The Company recorded the warrants at present value of $5.5 million as a component of Additional paid-in capital on the condensed consolidated balance sheet as of January 24, 2023, and discounted the Term Loan by $5.5 million (the "Warrant Discount"). The Warrant Discount is being amortized to interest expense over the term of the Credit Agreement.

Prepaid Debt Issuance Costs

The Company incurred $1.8 million of third party costs (i.e., legal fees, referral fees, etc.) in connection with the Term Loan, which have been recorded as a discount to the Term Loan (the "Third-Party Costs Discount"), which is being amortized to interest expense over the term of the Credit Agreement.

Interest Amortization

The Company recorded $0.7 million and $1.9 million of aggregate interest amortization for the three and nine months ended September 30, 2023, respectively, related to the Original Issuance Discount, Warrant Discount and Third-Party Costs Discount.

Outstanding Balance

At September 30, 2023, the outstanding Term Loan balance reported on the Company's condensed consolidated balance sheet was $22.5 million, with the current portion totaling $3.6 million.


(11) MORTGAGES AND NOTES PAYABLE

The Company’s mortgages and notes payable are reported in the aggregate on the condensed consolidated balance sheets under the captions Mortgages and notes payable, current portion, and Mortgages and notes payable, net of current portion.

Mortgages

The Company’s mortgage balances at September 30, 2023 and December 31, 2022 were comprised of the following (in thousands):
September 30,
2023
December 31,
2022
Bank of New England – New Bedford, MA and Middleboro, MA properties$12,248 $12,141 
Bank of New England – Wilmington, DE property1,382 1,345 
DuQuoin State Bank – Anna, IL and Harrisburg, IL properties752 750 
DuQuoin State Bank – Metropolis, IL property2,528 2,508 
Du Quoin State Bank - Mt.

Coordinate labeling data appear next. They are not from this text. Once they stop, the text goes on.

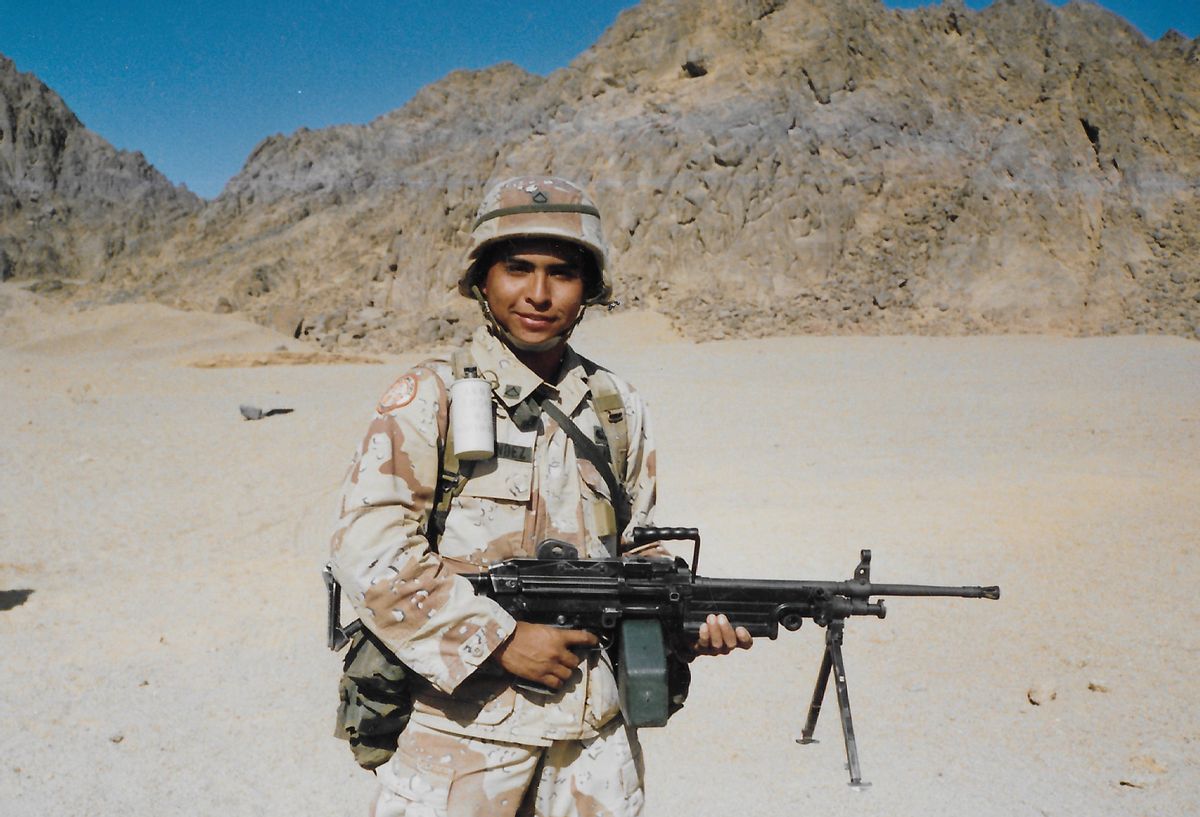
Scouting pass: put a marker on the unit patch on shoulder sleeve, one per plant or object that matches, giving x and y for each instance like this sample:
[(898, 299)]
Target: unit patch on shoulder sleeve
[(400, 395)]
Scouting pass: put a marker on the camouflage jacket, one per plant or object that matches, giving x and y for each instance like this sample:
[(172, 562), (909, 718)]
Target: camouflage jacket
[(413, 598)]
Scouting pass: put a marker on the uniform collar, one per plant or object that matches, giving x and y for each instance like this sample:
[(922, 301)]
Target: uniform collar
[(516, 382)]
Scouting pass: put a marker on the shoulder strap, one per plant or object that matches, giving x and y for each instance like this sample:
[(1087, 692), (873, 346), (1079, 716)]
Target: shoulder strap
[(450, 476), (610, 408), (588, 450)]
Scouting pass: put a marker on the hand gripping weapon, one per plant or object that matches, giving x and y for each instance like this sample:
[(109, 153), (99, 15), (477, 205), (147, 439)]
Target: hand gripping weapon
[(646, 607)]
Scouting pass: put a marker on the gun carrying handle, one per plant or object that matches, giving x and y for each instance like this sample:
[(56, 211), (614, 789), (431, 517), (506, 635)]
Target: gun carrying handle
[(652, 534)]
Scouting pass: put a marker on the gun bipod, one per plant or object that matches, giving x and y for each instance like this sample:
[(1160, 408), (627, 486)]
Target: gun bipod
[(833, 661)]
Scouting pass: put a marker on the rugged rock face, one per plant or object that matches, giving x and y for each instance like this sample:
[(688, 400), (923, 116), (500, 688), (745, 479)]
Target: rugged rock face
[(763, 167), (69, 200)]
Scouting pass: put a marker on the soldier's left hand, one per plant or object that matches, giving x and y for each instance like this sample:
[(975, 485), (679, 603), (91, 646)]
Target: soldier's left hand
[(719, 637)]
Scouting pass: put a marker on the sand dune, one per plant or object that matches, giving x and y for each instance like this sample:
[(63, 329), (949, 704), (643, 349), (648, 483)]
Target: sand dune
[(161, 611)]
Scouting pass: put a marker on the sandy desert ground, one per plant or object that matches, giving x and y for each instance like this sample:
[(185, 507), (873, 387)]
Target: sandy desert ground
[(161, 611)]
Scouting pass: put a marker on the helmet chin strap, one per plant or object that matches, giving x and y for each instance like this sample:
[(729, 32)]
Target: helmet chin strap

Vernon, IL property2,981 2,974 
South Porte Bank – Mt. Vernon, IL property 801 
Total mortgages payable19,891 20,519 
Less: Mortgages payable, current(649)(1,491)
Mortgages payable, less current portion$19,242 $19,028 

The Company maintains an amended and restated mortgage agreement with the Bank of New England with an interest rate of 6.5% per annum, which matures in August 2025 (the “Amended BNE Mortgage”). The Amended BNE Mortgage is secured by the Company’s properties in New Bedford, Massachusetts and Middleboro, Massachusetts. Proceeds from the Amended BNE Mortgage were used to pay down a previous mortgage of $4.8 million with the Bank of New England on the New Bedford property and $7.2 million of outstanding promissory notes as discussed below. The current portions of the outstanding principal balance under the Amended BNE Mortgage at September 30, 2023 and December 31, 2022 were approximately $400,000 and $382,000, respectively.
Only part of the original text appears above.